基于对最高院“管理费”相关案例的检索阅读,笔者发现其酌定管理费比例的参考因素之一是“建设工程行业惯例”,继而笔者试图就最高院支持管理费比例之“法院惯例”进行探究,因此笔者梳理了下表:

由此可见:根据转包方实际履行管理职责的程度,法院酌定的管理费比例一般为1%-5%,而若施工方存在过错较大时,法院会判决转包方获得较高比例(如9%)的管理费。

延伸阅读:

湖南省高级人民法院《关于审理建设工程施工合同纠纷案件若干问题的解答》(2022年11月17日生效)第十一条:“建设工程施工合同无效,合同约定的管理费原则上不予支持。当事人主张的,法院可以根据合同系借用资质或转包、违法分包等不同类型,结合出借资质人、转包人、违法分包人是否履行管理职责因素予以适当支持,一般不宜超过总工程款的3%”,即湖南省高院明确规定了管理费的上限比例为3%

三、基于“管理费”问题对转包方的实务建议

虽然我们不鼓励、不提倡转包、违法分包、出借资质等法律明令禁止的行为,但若转包方确实履行了管理职责,则应保护守信转包方获取合理对价的请求权,避免仅使一方利益受损、一方纯粹获利,因此笔者基于“管理费”问题提出以下三点实务建议:

1.转包方将工程转包以后,仍应实际履行管理义务,确保工程质量合格。

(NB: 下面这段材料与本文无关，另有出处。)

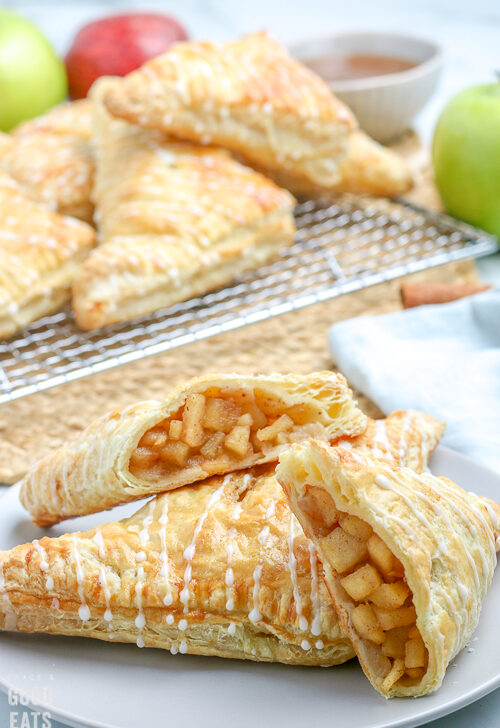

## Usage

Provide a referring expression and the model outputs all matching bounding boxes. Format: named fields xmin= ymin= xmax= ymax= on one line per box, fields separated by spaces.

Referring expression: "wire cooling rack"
xmin=0 ymin=196 xmax=497 ymax=405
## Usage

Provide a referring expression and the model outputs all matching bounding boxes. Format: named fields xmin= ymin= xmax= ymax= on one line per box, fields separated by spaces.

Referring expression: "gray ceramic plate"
xmin=0 ymin=446 xmax=499 ymax=728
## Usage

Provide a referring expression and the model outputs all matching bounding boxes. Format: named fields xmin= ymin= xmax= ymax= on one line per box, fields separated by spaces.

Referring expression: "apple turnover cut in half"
xmin=0 ymin=173 xmax=96 ymax=338
xmin=71 ymin=79 xmax=296 ymax=330
xmin=277 ymin=442 xmax=500 ymax=697
xmin=20 ymin=371 xmax=367 ymax=527
xmin=333 ymin=409 xmax=445 ymax=474
xmin=2 ymin=468 xmax=354 ymax=666
xmin=103 ymin=32 xmax=412 ymax=198
xmin=0 ymin=100 xmax=94 ymax=223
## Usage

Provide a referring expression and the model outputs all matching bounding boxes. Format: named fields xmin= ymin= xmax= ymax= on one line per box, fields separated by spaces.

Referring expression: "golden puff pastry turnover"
xmin=2 ymin=468 xmax=354 ymax=666
xmin=102 ymin=33 xmax=360 ymax=195
xmin=277 ymin=442 xmax=500 ymax=697
xmin=72 ymin=78 xmax=296 ymax=330
xmin=332 ymin=410 xmax=445 ymax=473
xmin=20 ymin=371 xmax=367 ymax=527
xmin=0 ymin=173 xmax=96 ymax=338
xmin=1 ymin=100 xmax=94 ymax=223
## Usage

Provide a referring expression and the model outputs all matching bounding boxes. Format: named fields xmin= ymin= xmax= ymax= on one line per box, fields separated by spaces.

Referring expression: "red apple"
xmin=65 ymin=12 xmax=188 ymax=99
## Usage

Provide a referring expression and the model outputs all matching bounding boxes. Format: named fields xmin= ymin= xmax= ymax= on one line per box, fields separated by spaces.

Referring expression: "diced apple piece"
xmin=374 ymin=605 xmax=416 ymax=631
xmin=228 ymin=390 xmax=267 ymax=429
xmin=201 ymin=458 xmax=233 ymax=475
xmin=381 ymin=658 xmax=405 ymax=692
xmin=351 ymin=604 xmax=385 ymax=644
xmin=169 ymin=420 xmax=183 ymax=440
xmin=182 ymin=394 xmax=206 ymax=447
xmin=298 ymin=487 xmax=339 ymax=537
xmin=341 ymin=564 xmax=382 ymax=602
xmin=141 ymin=428 xmax=168 ymax=449
xmin=237 ymin=413 xmax=253 ymax=427
xmin=408 ymin=625 xmax=420 ymax=639
xmin=406 ymin=667 xmax=425 ymax=680
xmin=369 ymin=581 xmax=410 ymax=609
xmin=367 ymin=533 xmax=395 ymax=576
xmin=339 ymin=513 xmax=373 ymax=541
xmin=200 ymin=432 xmax=225 ymax=459
xmin=382 ymin=627 xmax=409 ymax=658
xmin=257 ymin=414 xmax=294 ymax=442
xmin=254 ymin=390 xmax=286 ymax=416
xmin=203 ymin=397 xmax=240 ymax=433
xmin=225 ymin=424 xmax=251 ymax=457
xmin=159 ymin=441 xmax=190 ymax=466
xmin=321 ymin=527 xmax=368 ymax=574
xmin=130 ymin=447 xmax=158 ymax=469
xmin=405 ymin=636 xmax=426 ymax=668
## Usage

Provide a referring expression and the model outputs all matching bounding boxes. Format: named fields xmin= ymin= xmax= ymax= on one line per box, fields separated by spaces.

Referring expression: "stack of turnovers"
xmin=277 ymin=441 xmax=500 ymax=697
xmin=72 ymin=80 xmax=296 ymax=330
xmin=0 ymin=32 xmax=412 ymax=336
xmin=0 ymin=100 xmax=94 ymax=223
xmin=103 ymin=32 xmax=412 ymax=198
xmin=0 ymin=173 xmax=96 ymax=338
xmin=1 ymin=371 xmax=453 ymax=675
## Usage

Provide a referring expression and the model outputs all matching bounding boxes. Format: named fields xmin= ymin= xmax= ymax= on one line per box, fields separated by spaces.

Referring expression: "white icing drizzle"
xmin=248 ymin=564 xmax=263 ymax=624
xmin=179 ymin=640 xmax=188 ymax=654
xmin=99 ymin=567 xmax=113 ymax=626
xmin=301 ymin=639 xmax=311 ymax=651
xmin=315 ymin=639 xmax=324 ymax=649
xmin=258 ymin=525 xmax=270 ymax=546
xmin=180 ymin=483 xmax=225 ymax=612
xmin=92 ymin=529 xmax=106 ymax=559
xmin=33 ymin=539 xmax=54 ymax=591
xmin=288 ymin=515 xmax=308 ymax=631
xmin=308 ymin=542 xmax=322 ymax=636
xmin=159 ymin=499 xmax=173 ymax=606
xmin=372 ymin=420 xmax=393 ymax=461
xmin=72 ymin=535 xmax=90 ymax=622
xmin=178 ymin=619 xmax=187 ymax=631
xmin=166 ymin=614 xmax=175 ymax=625
xmin=228 ymin=622 xmax=236 ymax=636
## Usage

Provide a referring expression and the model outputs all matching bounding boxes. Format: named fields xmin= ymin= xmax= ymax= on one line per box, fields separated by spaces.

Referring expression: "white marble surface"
xmin=1 ymin=0 xmax=500 ymax=725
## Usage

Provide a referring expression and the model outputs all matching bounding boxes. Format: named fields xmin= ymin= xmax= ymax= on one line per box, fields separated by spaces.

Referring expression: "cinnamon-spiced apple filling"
xmin=299 ymin=486 xmax=428 ymax=691
xmin=130 ymin=387 xmax=327 ymax=481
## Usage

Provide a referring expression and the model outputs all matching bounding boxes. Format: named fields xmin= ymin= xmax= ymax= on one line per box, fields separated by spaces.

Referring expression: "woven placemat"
xmin=0 ymin=133 xmax=479 ymax=483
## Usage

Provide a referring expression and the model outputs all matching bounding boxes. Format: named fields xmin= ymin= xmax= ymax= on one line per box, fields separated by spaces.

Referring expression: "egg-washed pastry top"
xmin=72 ymin=78 xmax=296 ymax=330
xmin=0 ymin=173 xmax=96 ymax=338
xmin=2 ymin=467 xmax=353 ymax=666
xmin=0 ymin=100 xmax=94 ymax=223
xmin=20 ymin=371 xmax=367 ymax=527
xmin=277 ymin=441 xmax=500 ymax=697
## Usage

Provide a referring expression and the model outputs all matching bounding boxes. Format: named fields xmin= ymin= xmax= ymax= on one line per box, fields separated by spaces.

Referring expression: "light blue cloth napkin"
xmin=329 ymin=290 xmax=500 ymax=473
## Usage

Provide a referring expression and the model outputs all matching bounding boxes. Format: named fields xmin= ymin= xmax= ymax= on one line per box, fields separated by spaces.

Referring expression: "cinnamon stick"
xmin=401 ymin=281 xmax=491 ymax=308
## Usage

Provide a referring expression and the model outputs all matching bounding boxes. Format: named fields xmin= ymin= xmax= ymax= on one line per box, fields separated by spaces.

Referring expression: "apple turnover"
xmin=0 ymin=173 xmax=96 ymax=338
xmin=277 ymin=442 xmax=500 ymax=697
xmin=0 ymin=100 xmax=94 ymax=223
xmin=20 ymin=372 xmax=367 ymax=527
xmin=72 ymin=79 xmax=296 ymax=329
xmin=103 ymin=33 xmax=412 ymax=198
xmin=2 ymin=468 xmax=354 ymax=665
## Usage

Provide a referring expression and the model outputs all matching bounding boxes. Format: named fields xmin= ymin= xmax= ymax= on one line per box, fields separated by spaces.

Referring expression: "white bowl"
xmin=290 ymin=33 xmax=443 ymax=143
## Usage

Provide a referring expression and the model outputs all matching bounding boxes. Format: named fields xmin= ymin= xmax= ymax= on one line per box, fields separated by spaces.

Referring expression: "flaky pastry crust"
xmin=2 ymin=468 xmax=353 ymax=665
xmin=72 ymin=79 xmax=296 ymax=329
xmin=0 ymin=173 xmax=96 ymax=338
xmin=20 ymin=371 xmax=367 ymax=527
xmin=277 ymin=442 xmax=499 ymax=697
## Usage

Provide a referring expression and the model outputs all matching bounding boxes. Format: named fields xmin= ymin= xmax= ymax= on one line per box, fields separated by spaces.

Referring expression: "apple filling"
xmin=299 ymin=486 xmax=428 ymax=691
xmin=130 ymin=388 xmax=326 ymax=481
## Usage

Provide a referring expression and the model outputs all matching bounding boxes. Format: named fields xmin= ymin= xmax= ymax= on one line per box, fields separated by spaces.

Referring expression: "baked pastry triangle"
xmin=72 ymin=78 xmax=296 ymax=329
xmin=332 ymin=410 xmax=445 ymax=473
xmin=20 ymin=371 xmax=367 ymax=527
xmin=277 ymin=441 xmax=499 ymax=697
xmin=0 ymin=173 xmax=96 ymax=338
xmin=0 ymin=100 xmax=94 ymax=223
xmin=103 ymin=33 xmax=412 ymax=198
xmin=2 ymin=467 xmax=353 ymax=665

其一,工程质量合格,是无效合同下无论转包方或施工方主张折价补偿的前提;其二,若仅由施工方独立施工,转包方放之任之,即便在庭审中可以提交如盖有转包方设立项目部印章的相关资料,也很难达到实际进行过管理工作的证明目的。

2.基于“谁主张谁举证”的基本原则,转包方履行管理义务过程中应注意留存证据,若转包方未能提供管理费用实际发生的证据或者提供的证据不足以证明费用的发生,相关费用将无法获得支持

实践中,转包方可以从人、财、物三方面举证:

(1)人的方面:转包方派出项目经理、财务人员或材料员、安全员、造价员等管理或技术人员;转包方派出人员负责编制工程资料及工程资料的交接等相关事宜、进行现场检查、组织工程验收、参与项目例会及图纸交底会议等;协助施工方报送工程请款资料等;监督、把控施工流程,协助组织管理施工队伍;

(2)财的方面:转包方向项目专用账户转入资金;开设农民工专用账户向农民工支付工资;向工程分包商、劳务分包单位、机械设备租赁单位或材料供应商等支付价款;为施工方筹措资金或施工中垫付费用;

(3)物的方面:转包方对项目投入施工材料、机械设备等;向施工方提供宿舍、食堂、办公条件等。

上述证据材料包括但不限于:转包方人员的社保缴纳证明;缴纳税费的完税凭证;会议纪要、施工日志、监理日志等工程资料;交易事项的合同、发票、支付凭证等。

3.转包方派出人员、提供资金或其他支持,或参与实际施工过程管理时,均应及时形成书面文件交由施工方签字或盖章确认,为证明转包方实际参与项目管理、履行管理职责留下证据。